A. Alpha1-antitrypsin deficiency
B. Budd-Chiari syndrome
C. Primary biliary cirrhosis
D. Whipple disease
E. Wilson disease
[8.3] Which one of the abnormalities listed below is most likely to be found in an individual with hereditary hemochromatosis?
A. Black cartilage
B. Blue sclera
C. Bronze skin
D. Red pupils
E. White hair

ANSWERS
[8.1] C. The presence of antimitochondrial serum antibodies, particularly to the M2 antigen, in an individual with liver disease is highly suggestive of primary biliary cirrhosis. Individuals with this autoimmune disorder, which is more common in women, develop clinical signs of cholestatic liver disease with pruritus. Before the development of jaundice, however, patients will have high serum levels of alkaline phosphatase with normal or nearly normal levels of ALT and AST.
[8.2] E. Increased serum levels of copper with decreased levels of ceruloplasmin in a patient with liver disease are diagnostic of Wilson disease.

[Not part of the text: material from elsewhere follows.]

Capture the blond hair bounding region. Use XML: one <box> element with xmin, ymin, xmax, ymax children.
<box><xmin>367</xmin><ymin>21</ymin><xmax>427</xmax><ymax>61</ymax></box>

This autosomal recessive disorder is characterized by the deposition of copper in multiple sites, which include the liver, the basal ganglia, and the cornea of the eye. Destruction of the basal ganglia leads to extrapyramidal signs such as choreiform movements, whereas deposition of copper at the periphery of the cornea produces characteristic Kayser-Fleischer rings.
[8.3] C. Patients with hereditary hemochromatosis develop clinical signs because of the deposition of excess iron in many organs. The classic triad of clinical signs includes a bronze skin color, diabetes mellitus, and cirrhosis. The combination of the bronze skin color and diabetes mellitus sometimes is referred to as bronze diabetes. Deposition of iron in the islets of Langerhans in the pancreas leads to the destruction of the beta cells, and subsequent decreased levels of insulin lead to diabetes mellitus. The abnormal skin color results from the deposition of iron in the skin. In addition, deposition of iron in the adrenal cortex leads to decreased cortisol levels. This in turn will increase levels of proopiomelanocortin (POMC) and lead to increased melanin-stimulating hormone (MSH) activity.

PATHOLOGY PEARLS
· Primary biliary cirrhosis is thought to be an autoimmune disease seen predominantly in middle-aged women.
· In PBC patients, serum IgM is elevated and antimitochondrial antibody (M2 is specific) is found.
· Cirrhosis is a progressive and irreversible condition of the liver in which there occurs hepatocyte damage and destruction. Regenerating hepatocytes form nodules.
· Complications of cirrhosis include portal hypertension, gastrointestinal hemorrhage, ascites, portosystemic encephalopathy, hepatorenal syndrome, and hepatocellular carcinoma.
· Alpha1-antitrypsin deficiency is an autosomal recessive condition in which liver damage and emphysema are the main features.
· Wilson disease is an autosomal recessive condition characterized by liver and basal ganglia damage.
· Hereditary hemochromatosis, or bronze diabetes, also is inherited in an autosomal recessive fashion. Deposition of iron and organ damage occur in liver, pancreas, heart, joints, and pituitary gland.
· In alcoholic hepatitis there occurs infiltration with polymorphonucleocytes and heaptocyte necrosis. Cytoplasmic inclusions caused by intermediate filaments known as Mallory bodies are seen.

REFERENCES
Chung RT, Podolsky DK. Cirrhosis and its complications. In: Kasper DL, Fauci AS, Longo DL, et al. Harrison's principles of internal medicine, 16th ed. New York: McGraw-Hill, 2004:1860-1862.
Crawford JM. The gastrointestinal tract. In: Kumar V, Assas AK, Fausto N, eds. Robbins and Cotran pathologic basis of disease, 7th ed. Philadelphia: Elsevier Saunders, 2004:914-915.